Jésus tombe sous le bois de la croix

Après avoir passé la plus grande partie de la nuit dans la prison humide, obscure et sordide….après avoir subi les outrages et les mauvais traitements de soldats…les insultes et les railleries d’une valetaille curieuse de mon sort….alors que déjà mon corps était exténué par tant de tourments….sur le chemin de la Croix, épuisé Jésus tombe sous le poids de la Croix.

« Tandis que la perte éternelle de Judas plongeait mon cœur dans un abîme de tristesse, les bourreaux insensibles à ma douleur, placèrent sur mes épaules meurtries, la croix dure et pesante sur laquelle allait se consommer le mystère de la Rédemption du monde. Anges du Ciel, contemplez ce Dieu devant lequel vous êtes prosternés en adoration constante…Voyez le Créateur de toutes les merveilles d’ici-bas, monter vers le calvaire, sous le bois saint et béni qui va recevoir son dernier soupir ! Et vous âmes qui voulaient être mes fidèles imitatrices, contemplez aussi mon corps brisé par tant de tourments et qui chemine sans force, baigné de sueur et de sang. Il souffre et personne ne compatit à sa douleur. La multitude m’escorte, les soldats m’entourent comme des loups avides de dévorer leur proie…et nul n’a pitié de moi.

Ma fatigue est si grande et la croix si lourde, que je tombe, défaillant à mi-chemin….Voyez alors ces hommes inhumains me relever brutalement : l’un me tire par un bras, l’autre par mes vêtements qui sont collés à mes blessures…Celui-ci me serre la gorge…celui-là me saisit par les cheveux…d’autres m’accablent de coup de points et de pieds…La crois retombe sur moi, m’écrasant sous son poids…Les pierres du chemin meurtrissent mon visage…Le sable et la poussière se mêlent à mon sang pour obscurcir mes yeux et se coller à ma face. Je suis l’être le plus méprisable de la terre…

Et il révélé à Josepha Ménendez, les pensée de son cœur :

« Ecoute Josepha les dérirs brulants de mon cœur : ce qui me consumait d’amour et avivait en moi une nouvelle soif de douleurs, c’était la pensée de tant et tant d’âmes que j’attirerais plus tard à suivre mes traces.

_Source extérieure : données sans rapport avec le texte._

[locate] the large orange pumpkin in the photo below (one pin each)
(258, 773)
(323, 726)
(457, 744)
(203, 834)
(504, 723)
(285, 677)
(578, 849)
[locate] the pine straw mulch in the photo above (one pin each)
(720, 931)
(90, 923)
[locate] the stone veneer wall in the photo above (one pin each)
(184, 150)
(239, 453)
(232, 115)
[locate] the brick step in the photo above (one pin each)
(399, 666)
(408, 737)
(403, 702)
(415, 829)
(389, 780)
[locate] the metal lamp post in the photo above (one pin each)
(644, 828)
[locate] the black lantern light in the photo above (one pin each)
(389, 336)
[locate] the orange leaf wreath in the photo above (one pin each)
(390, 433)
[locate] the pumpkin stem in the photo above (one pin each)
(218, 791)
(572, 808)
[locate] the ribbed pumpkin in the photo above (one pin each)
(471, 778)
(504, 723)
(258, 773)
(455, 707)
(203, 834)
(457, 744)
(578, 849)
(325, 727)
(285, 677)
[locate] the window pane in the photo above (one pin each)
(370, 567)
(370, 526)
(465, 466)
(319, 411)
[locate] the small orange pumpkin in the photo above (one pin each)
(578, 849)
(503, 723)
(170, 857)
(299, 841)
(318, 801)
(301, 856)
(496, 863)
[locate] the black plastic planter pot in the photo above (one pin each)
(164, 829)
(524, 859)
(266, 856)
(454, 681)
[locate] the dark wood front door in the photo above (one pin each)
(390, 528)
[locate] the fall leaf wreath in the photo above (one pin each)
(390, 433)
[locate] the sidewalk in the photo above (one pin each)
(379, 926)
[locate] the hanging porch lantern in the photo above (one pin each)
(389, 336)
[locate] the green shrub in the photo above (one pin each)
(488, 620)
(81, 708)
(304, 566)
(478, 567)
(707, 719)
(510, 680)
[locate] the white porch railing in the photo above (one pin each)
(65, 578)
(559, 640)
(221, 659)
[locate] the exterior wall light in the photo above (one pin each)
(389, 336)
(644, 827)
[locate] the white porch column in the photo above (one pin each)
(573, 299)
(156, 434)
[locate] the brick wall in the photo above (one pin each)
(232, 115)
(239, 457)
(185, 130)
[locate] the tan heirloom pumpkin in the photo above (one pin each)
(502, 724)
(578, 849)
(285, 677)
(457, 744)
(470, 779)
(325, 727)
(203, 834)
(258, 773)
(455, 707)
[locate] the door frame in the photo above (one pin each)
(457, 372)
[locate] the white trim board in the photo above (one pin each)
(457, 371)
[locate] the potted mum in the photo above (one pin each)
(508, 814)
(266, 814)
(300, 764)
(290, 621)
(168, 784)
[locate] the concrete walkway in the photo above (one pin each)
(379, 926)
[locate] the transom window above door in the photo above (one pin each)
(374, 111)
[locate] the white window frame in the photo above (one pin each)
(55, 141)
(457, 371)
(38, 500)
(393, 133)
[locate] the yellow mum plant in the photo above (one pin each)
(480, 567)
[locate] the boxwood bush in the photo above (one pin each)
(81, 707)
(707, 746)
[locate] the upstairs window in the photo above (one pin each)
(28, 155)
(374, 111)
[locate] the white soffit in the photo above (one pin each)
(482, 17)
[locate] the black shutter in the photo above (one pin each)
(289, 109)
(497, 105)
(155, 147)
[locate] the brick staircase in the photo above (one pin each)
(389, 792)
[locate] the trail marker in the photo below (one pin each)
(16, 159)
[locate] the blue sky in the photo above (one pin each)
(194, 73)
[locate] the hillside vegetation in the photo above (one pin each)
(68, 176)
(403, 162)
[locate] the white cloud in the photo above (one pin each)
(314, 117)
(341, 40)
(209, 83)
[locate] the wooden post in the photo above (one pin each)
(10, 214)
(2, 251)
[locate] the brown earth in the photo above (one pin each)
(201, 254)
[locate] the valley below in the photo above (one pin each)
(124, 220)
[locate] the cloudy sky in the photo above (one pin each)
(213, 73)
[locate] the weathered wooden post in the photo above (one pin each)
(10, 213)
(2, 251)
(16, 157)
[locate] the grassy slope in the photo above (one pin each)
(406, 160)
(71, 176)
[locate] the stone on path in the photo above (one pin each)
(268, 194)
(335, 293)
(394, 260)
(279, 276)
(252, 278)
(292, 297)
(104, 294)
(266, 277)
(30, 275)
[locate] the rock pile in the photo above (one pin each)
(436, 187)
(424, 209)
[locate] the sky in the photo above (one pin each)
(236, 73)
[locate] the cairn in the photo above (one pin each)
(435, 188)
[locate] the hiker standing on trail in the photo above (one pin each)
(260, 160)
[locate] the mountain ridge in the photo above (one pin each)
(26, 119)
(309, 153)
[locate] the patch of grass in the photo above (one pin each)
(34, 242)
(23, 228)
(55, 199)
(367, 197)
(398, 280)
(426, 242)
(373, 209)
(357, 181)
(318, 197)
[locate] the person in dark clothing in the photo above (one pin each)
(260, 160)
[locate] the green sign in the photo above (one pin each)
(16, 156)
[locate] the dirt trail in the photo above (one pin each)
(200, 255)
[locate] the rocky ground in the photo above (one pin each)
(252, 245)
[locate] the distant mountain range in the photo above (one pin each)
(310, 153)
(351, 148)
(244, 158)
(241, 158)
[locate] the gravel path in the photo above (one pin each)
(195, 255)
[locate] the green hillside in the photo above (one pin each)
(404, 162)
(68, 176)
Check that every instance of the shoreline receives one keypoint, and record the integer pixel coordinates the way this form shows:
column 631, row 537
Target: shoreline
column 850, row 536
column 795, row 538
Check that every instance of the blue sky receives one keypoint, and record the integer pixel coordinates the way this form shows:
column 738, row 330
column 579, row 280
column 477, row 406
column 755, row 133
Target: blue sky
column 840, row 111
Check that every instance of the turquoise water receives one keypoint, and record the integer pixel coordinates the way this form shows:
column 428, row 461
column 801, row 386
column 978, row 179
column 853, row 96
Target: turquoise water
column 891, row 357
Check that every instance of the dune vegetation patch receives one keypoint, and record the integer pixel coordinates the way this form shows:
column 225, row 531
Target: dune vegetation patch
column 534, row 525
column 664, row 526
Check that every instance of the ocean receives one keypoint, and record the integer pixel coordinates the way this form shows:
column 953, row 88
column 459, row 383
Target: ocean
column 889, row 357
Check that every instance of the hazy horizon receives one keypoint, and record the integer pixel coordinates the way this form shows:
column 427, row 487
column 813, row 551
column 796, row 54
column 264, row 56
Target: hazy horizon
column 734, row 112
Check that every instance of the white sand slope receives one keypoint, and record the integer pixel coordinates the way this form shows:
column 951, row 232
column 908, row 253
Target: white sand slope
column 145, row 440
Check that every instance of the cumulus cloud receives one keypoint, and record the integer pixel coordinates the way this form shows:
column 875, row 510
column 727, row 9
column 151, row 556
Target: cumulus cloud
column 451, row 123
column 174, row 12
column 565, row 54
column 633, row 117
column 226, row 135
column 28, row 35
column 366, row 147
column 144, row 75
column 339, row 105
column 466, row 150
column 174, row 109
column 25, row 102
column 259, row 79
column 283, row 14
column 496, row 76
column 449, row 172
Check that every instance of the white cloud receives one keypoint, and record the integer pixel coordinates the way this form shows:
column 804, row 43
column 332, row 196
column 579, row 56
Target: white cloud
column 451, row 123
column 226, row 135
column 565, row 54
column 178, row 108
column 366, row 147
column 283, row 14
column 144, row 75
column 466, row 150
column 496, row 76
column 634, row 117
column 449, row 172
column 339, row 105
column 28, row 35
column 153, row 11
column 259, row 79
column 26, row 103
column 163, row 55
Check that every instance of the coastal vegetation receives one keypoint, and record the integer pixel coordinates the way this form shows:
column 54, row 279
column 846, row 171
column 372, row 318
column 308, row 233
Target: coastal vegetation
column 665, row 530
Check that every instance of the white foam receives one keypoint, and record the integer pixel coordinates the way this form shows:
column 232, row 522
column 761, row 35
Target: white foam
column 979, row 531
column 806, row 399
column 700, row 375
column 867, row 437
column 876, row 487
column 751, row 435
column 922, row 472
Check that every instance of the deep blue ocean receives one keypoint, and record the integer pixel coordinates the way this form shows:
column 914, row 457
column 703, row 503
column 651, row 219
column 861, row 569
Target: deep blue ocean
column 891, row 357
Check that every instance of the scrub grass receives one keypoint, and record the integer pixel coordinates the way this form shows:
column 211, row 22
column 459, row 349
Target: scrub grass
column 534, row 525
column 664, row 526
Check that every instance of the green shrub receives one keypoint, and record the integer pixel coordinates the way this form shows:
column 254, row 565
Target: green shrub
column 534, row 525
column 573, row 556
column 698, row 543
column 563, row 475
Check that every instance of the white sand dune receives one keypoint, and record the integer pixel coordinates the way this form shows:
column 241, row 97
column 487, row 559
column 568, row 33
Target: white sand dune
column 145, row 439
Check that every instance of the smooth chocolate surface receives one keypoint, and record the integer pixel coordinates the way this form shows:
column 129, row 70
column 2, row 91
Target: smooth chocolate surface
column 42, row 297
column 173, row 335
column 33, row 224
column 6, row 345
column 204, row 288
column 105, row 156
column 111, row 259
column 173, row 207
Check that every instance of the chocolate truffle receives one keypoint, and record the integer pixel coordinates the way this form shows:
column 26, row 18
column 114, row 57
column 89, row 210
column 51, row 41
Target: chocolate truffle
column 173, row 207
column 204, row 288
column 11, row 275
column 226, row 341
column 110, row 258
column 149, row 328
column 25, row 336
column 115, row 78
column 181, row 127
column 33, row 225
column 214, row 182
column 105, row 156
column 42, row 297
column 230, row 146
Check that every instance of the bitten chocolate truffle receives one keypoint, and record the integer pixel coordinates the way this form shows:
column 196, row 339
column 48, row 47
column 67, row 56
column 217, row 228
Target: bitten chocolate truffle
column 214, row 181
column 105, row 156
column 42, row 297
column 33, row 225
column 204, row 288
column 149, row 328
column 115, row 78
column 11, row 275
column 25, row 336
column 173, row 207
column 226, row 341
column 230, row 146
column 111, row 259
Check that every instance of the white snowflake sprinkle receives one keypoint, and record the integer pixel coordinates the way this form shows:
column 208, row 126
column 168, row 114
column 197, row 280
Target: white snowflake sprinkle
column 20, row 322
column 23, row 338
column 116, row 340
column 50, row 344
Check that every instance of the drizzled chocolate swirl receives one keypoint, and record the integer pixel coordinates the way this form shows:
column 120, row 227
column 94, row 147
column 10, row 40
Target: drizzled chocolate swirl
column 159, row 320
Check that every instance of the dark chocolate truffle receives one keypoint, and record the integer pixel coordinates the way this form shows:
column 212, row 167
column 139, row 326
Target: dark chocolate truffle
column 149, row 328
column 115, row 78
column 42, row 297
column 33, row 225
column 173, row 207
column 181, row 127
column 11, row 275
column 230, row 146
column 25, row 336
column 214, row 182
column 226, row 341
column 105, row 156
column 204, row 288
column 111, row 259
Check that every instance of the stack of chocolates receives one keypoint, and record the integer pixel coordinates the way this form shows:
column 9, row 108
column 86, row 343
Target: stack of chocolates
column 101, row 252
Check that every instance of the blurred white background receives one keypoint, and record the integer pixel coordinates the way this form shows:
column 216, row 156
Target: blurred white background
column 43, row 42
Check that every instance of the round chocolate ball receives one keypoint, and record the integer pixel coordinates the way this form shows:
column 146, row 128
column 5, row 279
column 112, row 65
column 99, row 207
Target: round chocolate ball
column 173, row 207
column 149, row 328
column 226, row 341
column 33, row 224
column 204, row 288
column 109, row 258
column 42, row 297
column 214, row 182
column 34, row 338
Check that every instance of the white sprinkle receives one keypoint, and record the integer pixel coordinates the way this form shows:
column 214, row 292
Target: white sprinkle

Je les voyais fidèles imitatrices de mon cœur, apprendre de Lui non seulement la douleur, la patience et la paisible acceptation des souffrances et des mépris, mais encore l’amour de ceux-là même qui les persécuteraient. Je les voyais pour mon amour, aller jusqu’à ce sacrifier pour eux, comme Moi-même Je me sacrifiais pour le salut de ceux qui me traitaient ainsi…(Je voyais saint Etienne qui, comme moi, dirait : Père pardonne leur… ils ne savent ce qu’ils font…) Je les voyais soutenus par ma grâce, répondre à l’appel divin, embrasser l’état de perfection…se lier elles-mêmes par les chaînes de l’amour et au milieu des épreuves garder leur cœur à travers tout, intimement uni à leur Dieu et Seigneur. Ainsi au milieu des outrages et des traitements infâmes, l’amour me consumait du désir d’accomplir la Volonté de mon Père et mon cœur étroitement uni à lui durant ces heures de solitudes et de douleurs s’offrait à réparer sa Gloire (et sous cette pensée je retrouvais la force de me relever) (Un appel à l’amour dans cet esprit). p. 322).

4ème station

Jésus rencontre sa très Sainte Mère.

Contemplons Marie dans cette douloureuse rencontre.

Considérez le martyr de ces deux cœurs, dit Jésus : pour ma mère, celui qu’elle aime par-dessus tout, c’est son Fils et loin de pouvoir le soulager, elle sait au contraire tout ce que sa présence ajoute à mes souffrances. Pour moi, celle que j’aime le plus au monde, c’est ma Mère ! Et non seulement je ne puis la consoler, mais l’état pitoyable où elle me voit réduit, la transperce de douleur semblable à la mienne, car la mort que je souffre dans mon Corps, ma mère le porte dans son cœur. Elle fut corredenptrise.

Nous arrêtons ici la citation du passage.